June 04, 2022 08:21 AM

pengkuan said:
When you rotate points at runtime, do you use quaternion multiplication like q*p*q^-1?

Traditionally, if we rotate many points, we mostly use 4x3 or 4x4 matrices. The upper 3x3 part can represent not only orientation, but also non uniform scale, shear, or any affine transformation. The 4th row is a translation vector, so we can compose any transformations we want into just one matrix. This makes it a clear winner in many regards.

Due to performance increasing faster on doing math than with reading memory, it has shown quaternions can be faster in some cases, e.g. to transform the vertices of a character on GPU, although it requires significantly more moth operations to rotate a vector. Another big reason is quaternions taking less CPU registers.
Typical code looks like so, implemented using 2 cross products:

t = 2 * cross(q.xyz, v)
v' = v + q.w * t + cross(q.xyz, t)

Iirc that's some minor optimization over the textbook sandwich multiplication, if at all.

But i think matrices still do the bulk work of our stuff in general.

However, bulk work is not really interesting, or the reason why we would like some more options to deal with 3D rotations.
Personally i work a lot on inverse kinematics solvers for characters, and that's a field where we rotations dominate, and many related problems appear.
And i do not rotate thousands of vertices, just single digit numbers, as i work just on few bones, target points and orientations, etc. Thus quaternions are mostly the better tool.
But - like almost everybody - i do not understand them in full detail. That's just a bad feeling.

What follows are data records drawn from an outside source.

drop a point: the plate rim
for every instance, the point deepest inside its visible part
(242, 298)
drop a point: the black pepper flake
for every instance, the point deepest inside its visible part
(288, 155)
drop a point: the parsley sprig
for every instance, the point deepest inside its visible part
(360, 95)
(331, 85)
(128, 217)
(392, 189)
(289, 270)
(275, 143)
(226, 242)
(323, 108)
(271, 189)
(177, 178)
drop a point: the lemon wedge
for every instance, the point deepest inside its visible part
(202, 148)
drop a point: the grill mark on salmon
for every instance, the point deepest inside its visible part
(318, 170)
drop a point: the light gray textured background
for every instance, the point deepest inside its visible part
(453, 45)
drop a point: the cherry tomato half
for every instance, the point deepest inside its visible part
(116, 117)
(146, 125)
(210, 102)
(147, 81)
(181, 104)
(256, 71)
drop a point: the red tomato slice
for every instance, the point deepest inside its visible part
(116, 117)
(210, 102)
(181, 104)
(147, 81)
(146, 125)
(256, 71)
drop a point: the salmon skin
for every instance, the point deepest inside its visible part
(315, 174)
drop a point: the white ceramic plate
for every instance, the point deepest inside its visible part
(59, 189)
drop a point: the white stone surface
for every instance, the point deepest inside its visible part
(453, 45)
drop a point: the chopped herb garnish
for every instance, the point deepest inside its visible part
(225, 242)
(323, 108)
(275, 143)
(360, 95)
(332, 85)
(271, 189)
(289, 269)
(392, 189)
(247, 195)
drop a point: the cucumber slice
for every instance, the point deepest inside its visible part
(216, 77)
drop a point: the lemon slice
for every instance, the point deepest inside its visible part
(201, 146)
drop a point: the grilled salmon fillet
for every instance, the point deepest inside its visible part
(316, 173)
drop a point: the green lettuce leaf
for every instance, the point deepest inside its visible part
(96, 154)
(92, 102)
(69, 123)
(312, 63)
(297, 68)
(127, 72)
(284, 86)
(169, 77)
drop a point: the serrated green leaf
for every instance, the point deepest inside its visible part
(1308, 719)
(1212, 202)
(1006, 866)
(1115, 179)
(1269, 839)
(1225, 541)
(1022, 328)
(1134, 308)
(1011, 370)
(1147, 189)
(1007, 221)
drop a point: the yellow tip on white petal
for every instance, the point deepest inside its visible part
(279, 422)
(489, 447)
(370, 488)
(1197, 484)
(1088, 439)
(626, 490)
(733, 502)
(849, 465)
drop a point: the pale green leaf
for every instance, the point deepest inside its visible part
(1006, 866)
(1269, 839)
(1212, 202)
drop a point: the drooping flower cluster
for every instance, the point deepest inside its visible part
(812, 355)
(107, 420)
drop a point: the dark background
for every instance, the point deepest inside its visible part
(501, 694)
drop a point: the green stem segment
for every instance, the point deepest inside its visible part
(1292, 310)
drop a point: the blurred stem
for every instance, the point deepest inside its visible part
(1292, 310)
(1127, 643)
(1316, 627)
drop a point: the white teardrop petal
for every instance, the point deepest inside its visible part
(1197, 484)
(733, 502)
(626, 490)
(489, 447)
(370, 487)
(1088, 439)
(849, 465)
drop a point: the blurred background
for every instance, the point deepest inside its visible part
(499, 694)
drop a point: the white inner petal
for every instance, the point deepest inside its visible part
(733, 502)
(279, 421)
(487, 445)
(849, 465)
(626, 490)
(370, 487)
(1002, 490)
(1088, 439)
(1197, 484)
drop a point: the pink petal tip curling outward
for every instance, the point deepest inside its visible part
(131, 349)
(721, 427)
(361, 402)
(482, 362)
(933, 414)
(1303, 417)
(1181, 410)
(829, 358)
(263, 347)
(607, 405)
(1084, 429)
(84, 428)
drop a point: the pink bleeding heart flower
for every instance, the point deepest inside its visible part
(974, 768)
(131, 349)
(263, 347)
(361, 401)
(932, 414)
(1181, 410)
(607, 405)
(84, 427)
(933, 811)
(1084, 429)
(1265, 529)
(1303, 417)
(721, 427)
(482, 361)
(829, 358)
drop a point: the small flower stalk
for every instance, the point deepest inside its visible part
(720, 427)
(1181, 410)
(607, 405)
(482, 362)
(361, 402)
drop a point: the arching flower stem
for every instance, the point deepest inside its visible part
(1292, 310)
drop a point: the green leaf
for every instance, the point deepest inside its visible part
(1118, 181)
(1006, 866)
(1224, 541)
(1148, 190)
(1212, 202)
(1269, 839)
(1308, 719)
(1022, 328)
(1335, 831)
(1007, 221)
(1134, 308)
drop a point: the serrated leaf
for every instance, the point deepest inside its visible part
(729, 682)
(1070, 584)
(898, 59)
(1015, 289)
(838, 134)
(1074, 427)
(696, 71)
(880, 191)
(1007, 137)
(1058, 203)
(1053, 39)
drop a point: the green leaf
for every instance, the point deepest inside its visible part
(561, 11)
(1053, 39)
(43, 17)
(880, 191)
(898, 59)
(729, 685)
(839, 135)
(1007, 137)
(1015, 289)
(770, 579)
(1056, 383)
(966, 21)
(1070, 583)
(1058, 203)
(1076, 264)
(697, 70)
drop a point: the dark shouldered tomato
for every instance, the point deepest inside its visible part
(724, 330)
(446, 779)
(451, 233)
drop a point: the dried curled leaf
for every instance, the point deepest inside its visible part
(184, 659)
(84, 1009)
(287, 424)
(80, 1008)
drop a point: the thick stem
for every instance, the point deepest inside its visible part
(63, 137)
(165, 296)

To sum up my personal history regarding 3D rotations:
I learned matrices first, but it really was hard to accept we need so many numbers and operations, just to orient the bones of my character skeleton, and to transform all it's vertices. I even tried to come up with some ‘better way’ myself, back then.
Later i learned about quaternions, and i was fascinated. It was the better way i wanted - less data, we can do spherical interpolations, easy construction from axis and angle or from vector to vector. But it's inner workings remained a mystery til the current day.
Much later i figured out that i can do everything quats can do with matrices too, if i wanted. That's the point where understanding of 3D rotations is pretty solid, i guess.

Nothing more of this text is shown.